Je l’ai dit, je le répète : quand on a jonglé avec les mots et les idées toute sa vie, comme Mme Bombardier ; quand on a fait un doctorat à La Sorbonne, comme Madame Bombardier, on sait ce qu’est le plagiat et la saloperie que le plagiat représente, que ce soit en recherche universitaire, en littérature ou en journalisme. Depuis que son amie Laborde a volé le travail d’une journaliste de Slate, sans attribution, Mme Bombardier semble avoir perdu sa boussole morale en pareille matière et prétend même que le nord magnétique n’existe pas…
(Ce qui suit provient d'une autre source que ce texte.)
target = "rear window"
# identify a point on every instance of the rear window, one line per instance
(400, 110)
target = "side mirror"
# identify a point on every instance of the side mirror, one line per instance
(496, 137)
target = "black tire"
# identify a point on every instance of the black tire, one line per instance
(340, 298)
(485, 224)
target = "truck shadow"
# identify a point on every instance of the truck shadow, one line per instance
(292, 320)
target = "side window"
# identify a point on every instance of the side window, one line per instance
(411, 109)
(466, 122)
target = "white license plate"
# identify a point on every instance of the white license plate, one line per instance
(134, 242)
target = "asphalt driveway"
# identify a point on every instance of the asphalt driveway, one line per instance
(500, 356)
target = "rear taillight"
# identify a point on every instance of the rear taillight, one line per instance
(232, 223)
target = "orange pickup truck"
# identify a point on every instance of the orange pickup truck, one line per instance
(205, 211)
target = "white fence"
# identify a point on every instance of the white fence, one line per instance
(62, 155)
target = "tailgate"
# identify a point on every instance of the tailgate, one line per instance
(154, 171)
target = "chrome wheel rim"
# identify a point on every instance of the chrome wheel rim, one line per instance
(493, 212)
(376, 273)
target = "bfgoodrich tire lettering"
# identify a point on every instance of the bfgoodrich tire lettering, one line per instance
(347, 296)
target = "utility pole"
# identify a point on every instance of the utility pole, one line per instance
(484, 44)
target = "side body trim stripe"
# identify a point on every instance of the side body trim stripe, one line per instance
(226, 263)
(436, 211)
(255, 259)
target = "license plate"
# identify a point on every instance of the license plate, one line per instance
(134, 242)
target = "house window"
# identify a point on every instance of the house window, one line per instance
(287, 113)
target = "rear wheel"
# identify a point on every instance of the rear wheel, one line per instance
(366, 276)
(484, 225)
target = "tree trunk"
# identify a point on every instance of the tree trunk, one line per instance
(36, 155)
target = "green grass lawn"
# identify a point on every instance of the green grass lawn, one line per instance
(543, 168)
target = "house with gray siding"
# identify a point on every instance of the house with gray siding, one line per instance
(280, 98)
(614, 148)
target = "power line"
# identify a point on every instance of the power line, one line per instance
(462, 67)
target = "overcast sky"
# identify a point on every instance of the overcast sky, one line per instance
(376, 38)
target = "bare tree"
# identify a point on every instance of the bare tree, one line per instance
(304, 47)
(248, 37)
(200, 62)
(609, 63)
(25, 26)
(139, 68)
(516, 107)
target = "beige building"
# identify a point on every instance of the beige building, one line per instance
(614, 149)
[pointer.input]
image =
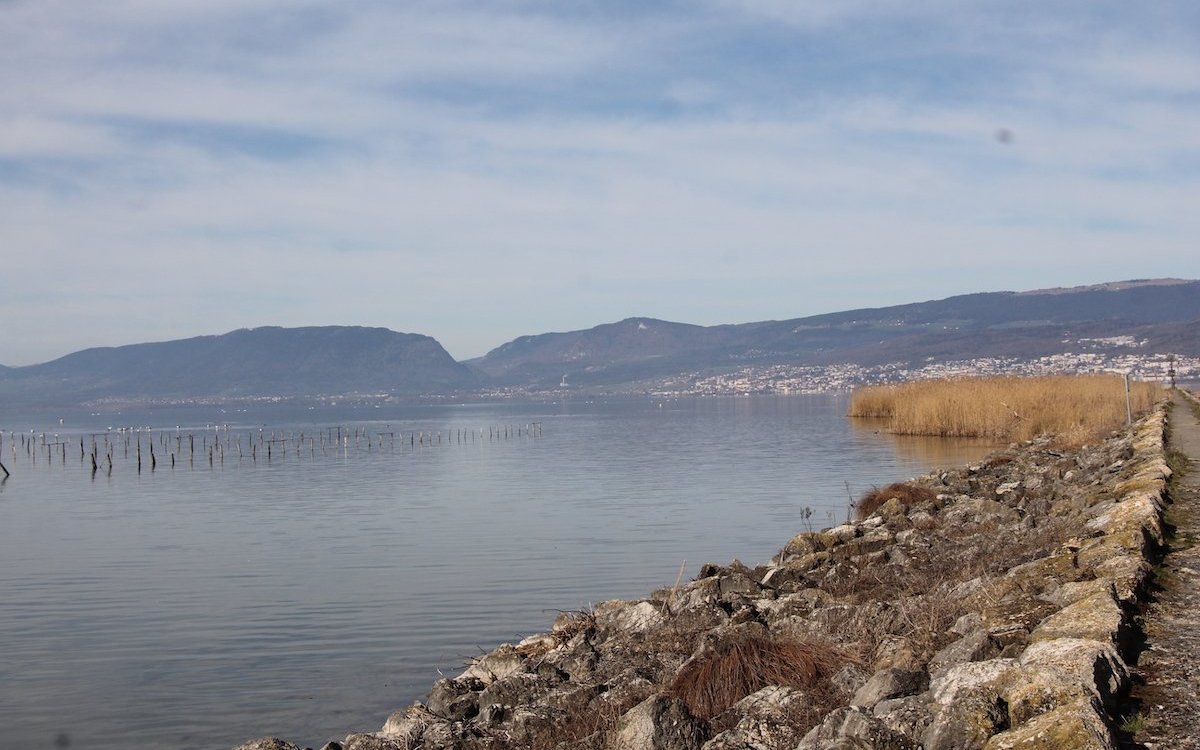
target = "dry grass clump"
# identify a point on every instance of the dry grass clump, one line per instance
(741, 665)
(1006, 408)
(907, 495)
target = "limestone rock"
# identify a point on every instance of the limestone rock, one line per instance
(976, 646)
(853, 729)
(955, 681)
(888, 683)
(496, 665)
(1097, 617)
(1091, 664)
(658, 723)
(1074, 726)
(371, 742)
(267, 743)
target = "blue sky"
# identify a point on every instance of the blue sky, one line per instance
(481, 171)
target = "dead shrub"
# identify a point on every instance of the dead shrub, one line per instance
(909, 495)
(738, 666)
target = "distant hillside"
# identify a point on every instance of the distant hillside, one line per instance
(262, 361)
(1164, 313)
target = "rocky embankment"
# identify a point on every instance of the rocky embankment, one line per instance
(989, 606)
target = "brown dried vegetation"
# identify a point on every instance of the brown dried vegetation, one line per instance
(744, 664)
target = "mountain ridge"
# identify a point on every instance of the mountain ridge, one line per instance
(310, 361)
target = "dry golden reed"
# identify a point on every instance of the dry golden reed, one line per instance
(1077, 408)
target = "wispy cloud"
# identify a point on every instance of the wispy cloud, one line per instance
(481, 171)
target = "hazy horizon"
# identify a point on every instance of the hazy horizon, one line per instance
(479, 172)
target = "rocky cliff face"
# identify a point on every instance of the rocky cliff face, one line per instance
(981, 607)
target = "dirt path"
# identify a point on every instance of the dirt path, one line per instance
(1168, 702)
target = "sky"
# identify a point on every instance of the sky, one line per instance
(483, 171)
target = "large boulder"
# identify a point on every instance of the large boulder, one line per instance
(659, 723)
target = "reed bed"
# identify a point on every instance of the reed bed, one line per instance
(1075, 408)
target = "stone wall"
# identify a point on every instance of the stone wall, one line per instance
(989, 606)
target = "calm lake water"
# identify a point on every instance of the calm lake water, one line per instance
(311, 595)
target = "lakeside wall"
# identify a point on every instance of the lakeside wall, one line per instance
(991, 609)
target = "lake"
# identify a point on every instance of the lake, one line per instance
(311, 594)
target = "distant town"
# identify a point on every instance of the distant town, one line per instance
(1093, 355)
(801, 379)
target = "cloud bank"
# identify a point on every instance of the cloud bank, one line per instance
(481, 171)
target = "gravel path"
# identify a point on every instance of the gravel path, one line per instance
(1170, 666)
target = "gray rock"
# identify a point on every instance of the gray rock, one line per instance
(658, 723)
(967, 723)
(372, 742)
(889, 683)
(976, 646)
(267, 743)
(853, 729)
(455, 699)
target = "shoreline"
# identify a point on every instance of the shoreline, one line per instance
(1060, 545)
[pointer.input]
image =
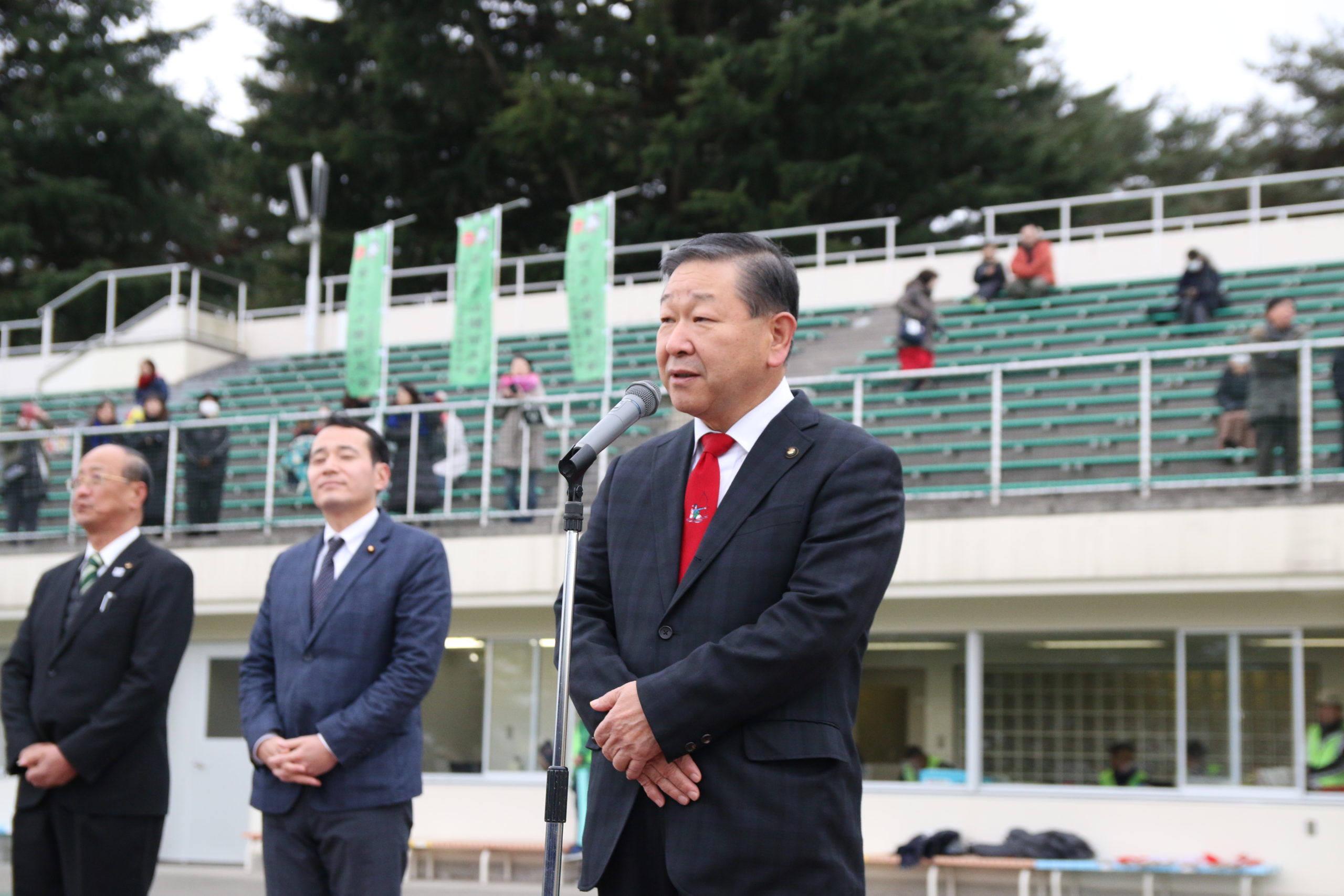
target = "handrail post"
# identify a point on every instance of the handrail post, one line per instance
(76, 455)
(171, 483)
(412, 469)
(996, 436)
(1146, 425)
(1304, 402)
(272, 446)
(47, 325)
(241, 338)
(194, 303)
(111, 324)
(487, 460)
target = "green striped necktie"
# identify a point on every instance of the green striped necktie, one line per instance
(92, 567)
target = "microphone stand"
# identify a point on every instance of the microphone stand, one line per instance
(573, 467)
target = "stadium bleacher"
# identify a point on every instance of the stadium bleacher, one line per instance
(1064, 426)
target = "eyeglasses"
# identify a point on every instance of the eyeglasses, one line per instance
(93, 480)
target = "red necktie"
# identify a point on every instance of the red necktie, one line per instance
(702, 496)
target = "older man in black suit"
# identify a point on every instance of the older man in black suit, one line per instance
(726, 586)
(85, 695)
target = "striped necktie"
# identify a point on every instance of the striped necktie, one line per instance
(93, 566)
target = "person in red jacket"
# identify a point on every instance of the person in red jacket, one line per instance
(1033, 267)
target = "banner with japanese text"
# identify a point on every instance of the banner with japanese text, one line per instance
(365, 312)
(585, 288)
(472, 362)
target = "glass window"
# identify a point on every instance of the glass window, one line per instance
(224, 718)
(1079, 708)
(1240, 710)
(911, 710)
(455, 710)
(1323, 652)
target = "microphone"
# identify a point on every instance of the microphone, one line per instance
(640, 399)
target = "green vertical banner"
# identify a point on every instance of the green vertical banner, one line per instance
(365, 312)
(472, 362)
(585, 287)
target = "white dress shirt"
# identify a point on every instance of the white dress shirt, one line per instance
(112, 550)
(745, 434)
(351, 537)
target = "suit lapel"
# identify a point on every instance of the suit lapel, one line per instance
(307, 570)
(131, 561)
(762, 468)
(671, 468)
(366, 555)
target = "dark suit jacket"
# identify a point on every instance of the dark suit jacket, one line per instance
(753, 660)
(358, 673)
(100, 691)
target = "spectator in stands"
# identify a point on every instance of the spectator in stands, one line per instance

Mais je découvre avec soulagement qu’il fut une époque où Denise Bombardier dénonçait le plagiat.

Je la cite :

Cet état d’esprit préside aussi au plagiat dans les travaux scolaires et universitaires. Internet n’est-il pas un instrument de connaissance? Alors, ils transcrivent sans vergogne avec d’autant plus d’assurance qu’ils misent sur la paresse, l’ignorance ou le découragement de leurs profs incapables de réagir ou de découvrir la fraude. Bien évidemment, dans la foulée de la laïcité mal comprise, le «rendons à César ce qui appartient à César», exclu du cursus scolaire, leur est inconnu. Désormais, «qui trouve garde» est leur credo. Voilà pour les travaux faits maison. Pour les examens, le système de copiage fait florès. D’autant plus que l’étudiant qui sait se sent dans l’obligation de transmettre sa science aux autres, l’appartenance au groupe, elle, étant sacrée. Copier aux examens n’est donc plus une faute mais une question de possibilité ou d’impossibilité, selon le système de surveillance.

C’était dans Le Devoir du 15 novembre 2003, dans une chronique intitulée L’honnêteté ? Connais plus !

Bref, le plagiat vaut la peine d’être dénoncé quand il concerne notre jeunesse à la dérive ; il n’existe pas quand il s’agit de notre amie.